Ich werde heute mit dem Bus nach Würzburg fahren, mich dort drei Stunden mit meinem weißen, klar rot in großen Lettern bemalten T-Hemd zeigen, auf welchem steht: „Ich will meine Rechte zurück“

Erste Feldstudie am Ostersonntag.

Triftiger Grund: Ich will die Stadt meiner Studententage zum Spaziergange in Ausnahmezeiten wiedersehen, solange ich dahin noch reisen darf. Ich will die Menschen dort sehen, die jungen Studentinnen auch, ob sie noch zusammen lachen können.

Außerdem habe ich dafür den triftigen Grund der wahrhaftigen Berichterstattung aus meiner geliebten, immer noch bedeutenden Universitätsstadt, wo Wilhelm Conrad Röntgen die nach ihm benannten Strahlen entdeckte, der obere Stadtring nach ihm benannt.

Ich will nur spazieren gehen und sehen, was aus meinem Würzburg am Ostersonntag geworden ist.

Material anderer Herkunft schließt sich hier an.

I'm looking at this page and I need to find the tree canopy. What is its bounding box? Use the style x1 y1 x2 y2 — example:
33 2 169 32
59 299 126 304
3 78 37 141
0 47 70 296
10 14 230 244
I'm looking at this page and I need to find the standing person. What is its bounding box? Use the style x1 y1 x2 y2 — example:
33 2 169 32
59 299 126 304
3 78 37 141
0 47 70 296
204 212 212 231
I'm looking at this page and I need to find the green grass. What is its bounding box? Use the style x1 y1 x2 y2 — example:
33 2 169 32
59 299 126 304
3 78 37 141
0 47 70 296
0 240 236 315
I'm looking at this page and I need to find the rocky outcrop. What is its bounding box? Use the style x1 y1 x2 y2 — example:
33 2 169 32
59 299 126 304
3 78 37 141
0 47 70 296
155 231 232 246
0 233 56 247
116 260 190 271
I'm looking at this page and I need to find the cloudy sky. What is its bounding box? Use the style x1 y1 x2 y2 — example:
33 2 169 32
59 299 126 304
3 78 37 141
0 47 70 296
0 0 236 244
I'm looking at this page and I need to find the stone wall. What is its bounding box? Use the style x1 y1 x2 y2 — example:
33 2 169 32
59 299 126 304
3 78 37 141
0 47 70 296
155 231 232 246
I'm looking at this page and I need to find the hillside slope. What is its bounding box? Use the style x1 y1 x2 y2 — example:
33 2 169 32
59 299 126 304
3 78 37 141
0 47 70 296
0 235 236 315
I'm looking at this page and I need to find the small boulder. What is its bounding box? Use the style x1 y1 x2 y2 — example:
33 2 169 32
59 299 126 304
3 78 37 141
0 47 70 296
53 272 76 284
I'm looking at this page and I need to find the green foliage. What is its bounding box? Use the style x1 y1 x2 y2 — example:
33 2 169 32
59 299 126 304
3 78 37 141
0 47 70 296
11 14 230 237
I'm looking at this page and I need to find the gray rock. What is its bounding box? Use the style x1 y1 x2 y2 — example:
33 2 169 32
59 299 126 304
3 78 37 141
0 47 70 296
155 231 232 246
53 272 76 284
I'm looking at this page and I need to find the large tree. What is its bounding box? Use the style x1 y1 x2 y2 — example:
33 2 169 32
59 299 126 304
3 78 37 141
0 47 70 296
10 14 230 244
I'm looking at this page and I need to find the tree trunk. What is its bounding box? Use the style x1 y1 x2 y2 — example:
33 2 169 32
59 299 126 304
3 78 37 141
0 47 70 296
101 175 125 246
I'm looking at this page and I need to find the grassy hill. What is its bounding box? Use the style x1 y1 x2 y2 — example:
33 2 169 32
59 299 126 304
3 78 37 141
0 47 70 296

Und das dann hier verarbeiten. Als freier Schreiber. Wenn das kein triftiger Grund ist, wird mich die Härte des Unrechtes eben treffen.

Nachtrag

Für all jene, die mich auffinden wollen: Ich werde die meiste Zeit des Nachmittags auf der Alten Mainbrücke stehen, unter all den schönen Heiligenfiguren dort.

Bisher 2 Kommentare

2 Antworten auf „Coronawahn: Bin heute mit Hemd in Würzburg“

    1. @ Erika

      Da weiß ich jetzt, warum ich in Wü keine Carola kennegelernt habe. Einer aber, kurz vorm Bahnhof, sprach mich begeistert auf mein Hemd an. Und dann lernte ich am Marktplatz noch einen alten Freak kennen, da ich rauchen wollte und mein Feuerzeug vergessen hatte. Sonst gab es keine besonderen Vorkommnisse.